Lifecycle transitions
Files are uploaded to the standard storage tier and transition to a selected storage class after a configurable interval, which can be specified for each stack deployment. Old versions of files and aborted multipart uploads are automatically deleted after a configurable period.
Manifest reports
A consolidated, human-readable CSV file is generated per bucket, listing all files with metadata including S3 URL, size, storage class, and last modified date.
Public access via CDN (Content Delivery Network)
A CloudFront distribution and bucket is created that can be used to make files publicly available. Simply upload files to it and share the public url using a specified domain.
Other buckets can be created as publicly accessible by naming them with a -public suffix. Files uploaded to such buckets will be available using a standard, unauthenticated S3 URL.

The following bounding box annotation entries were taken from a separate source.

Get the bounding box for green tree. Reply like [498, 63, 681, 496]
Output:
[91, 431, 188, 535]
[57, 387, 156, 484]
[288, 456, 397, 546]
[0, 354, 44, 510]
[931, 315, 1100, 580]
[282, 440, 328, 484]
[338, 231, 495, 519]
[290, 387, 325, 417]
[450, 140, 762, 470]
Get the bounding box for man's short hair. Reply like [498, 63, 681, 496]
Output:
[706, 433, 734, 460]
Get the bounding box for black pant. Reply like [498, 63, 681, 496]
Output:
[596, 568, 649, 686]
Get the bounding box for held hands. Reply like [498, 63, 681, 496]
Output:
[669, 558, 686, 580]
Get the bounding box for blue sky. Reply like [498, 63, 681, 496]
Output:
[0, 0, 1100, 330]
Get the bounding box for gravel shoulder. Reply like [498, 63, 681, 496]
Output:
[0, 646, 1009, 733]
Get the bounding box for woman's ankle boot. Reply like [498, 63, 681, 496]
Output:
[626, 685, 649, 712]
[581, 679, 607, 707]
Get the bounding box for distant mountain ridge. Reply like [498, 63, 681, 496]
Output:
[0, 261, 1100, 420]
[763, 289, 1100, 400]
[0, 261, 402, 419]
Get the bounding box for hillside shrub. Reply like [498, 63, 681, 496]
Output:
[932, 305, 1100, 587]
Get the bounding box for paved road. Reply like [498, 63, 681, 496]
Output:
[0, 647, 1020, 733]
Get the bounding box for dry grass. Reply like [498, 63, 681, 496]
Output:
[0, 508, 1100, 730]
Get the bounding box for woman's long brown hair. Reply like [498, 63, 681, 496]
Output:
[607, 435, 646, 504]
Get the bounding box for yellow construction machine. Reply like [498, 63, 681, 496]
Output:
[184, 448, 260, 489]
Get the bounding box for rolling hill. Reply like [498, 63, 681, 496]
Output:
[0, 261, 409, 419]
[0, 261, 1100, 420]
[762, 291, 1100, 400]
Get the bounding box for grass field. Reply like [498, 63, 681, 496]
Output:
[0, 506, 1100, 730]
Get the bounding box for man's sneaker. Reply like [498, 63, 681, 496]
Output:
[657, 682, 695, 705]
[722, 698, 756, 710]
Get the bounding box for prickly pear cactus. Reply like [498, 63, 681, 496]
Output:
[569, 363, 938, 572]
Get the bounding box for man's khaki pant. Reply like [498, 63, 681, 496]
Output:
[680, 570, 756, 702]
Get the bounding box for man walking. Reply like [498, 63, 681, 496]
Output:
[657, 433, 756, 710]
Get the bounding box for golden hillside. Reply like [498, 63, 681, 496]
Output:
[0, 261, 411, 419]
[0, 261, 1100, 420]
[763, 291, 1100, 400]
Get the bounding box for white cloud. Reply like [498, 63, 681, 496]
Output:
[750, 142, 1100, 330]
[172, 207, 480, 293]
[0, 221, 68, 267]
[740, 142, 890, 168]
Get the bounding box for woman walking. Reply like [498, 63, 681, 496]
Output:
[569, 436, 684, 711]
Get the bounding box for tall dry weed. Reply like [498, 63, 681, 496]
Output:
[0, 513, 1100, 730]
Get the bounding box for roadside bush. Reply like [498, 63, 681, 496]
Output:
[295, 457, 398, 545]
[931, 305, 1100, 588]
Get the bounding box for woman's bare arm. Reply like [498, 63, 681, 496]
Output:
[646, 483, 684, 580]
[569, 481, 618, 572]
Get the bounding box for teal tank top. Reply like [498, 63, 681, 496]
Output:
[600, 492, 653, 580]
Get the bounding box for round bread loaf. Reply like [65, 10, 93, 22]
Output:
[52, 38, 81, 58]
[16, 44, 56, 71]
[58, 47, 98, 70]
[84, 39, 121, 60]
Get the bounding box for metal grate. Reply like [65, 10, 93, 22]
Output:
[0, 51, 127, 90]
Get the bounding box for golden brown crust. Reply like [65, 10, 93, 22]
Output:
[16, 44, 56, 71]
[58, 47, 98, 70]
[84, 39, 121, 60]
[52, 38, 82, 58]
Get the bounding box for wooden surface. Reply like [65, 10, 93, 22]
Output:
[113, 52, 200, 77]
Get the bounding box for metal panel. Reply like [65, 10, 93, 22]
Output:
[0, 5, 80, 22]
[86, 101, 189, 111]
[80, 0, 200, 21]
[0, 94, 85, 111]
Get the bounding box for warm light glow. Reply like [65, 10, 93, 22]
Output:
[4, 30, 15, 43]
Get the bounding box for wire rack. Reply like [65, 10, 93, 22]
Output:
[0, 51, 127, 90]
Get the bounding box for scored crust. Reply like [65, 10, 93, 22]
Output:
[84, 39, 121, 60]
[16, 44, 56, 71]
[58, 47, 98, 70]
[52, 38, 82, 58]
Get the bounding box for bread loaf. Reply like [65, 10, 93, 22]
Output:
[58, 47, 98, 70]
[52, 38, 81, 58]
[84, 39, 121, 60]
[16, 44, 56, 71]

Files will be stored in the intelligent storage tier and not transitioned to Glacier; however replication will still occur and the backup copies will be stored in Glacier.
Reconciliation reports
The reconciliation report is used to detect drift in bucket configuration, providing reassurance that buckets are configured correctly and working as expected.
Replication
Files for all buckets are replicated to Glacier Deep Archive. These files are included in the checksum verification process to determine file integrity. We have dedicated documentation for how this works.
Storage reports
An HTML storage report is generated showing usage statistics across all buckets in the stack, including total file counts and storage consumed by bucket and top-level prefix. It also includes the year-to-date total of data transfer out from S3 to the internet (requires Cost Explorer to be enabled in AWS, and an active Stack cost allocation tag).
Versioning
Bucket versioning is enabled. This supports file restore for up to a configurable number of days post update which can be specified for each stack deployment.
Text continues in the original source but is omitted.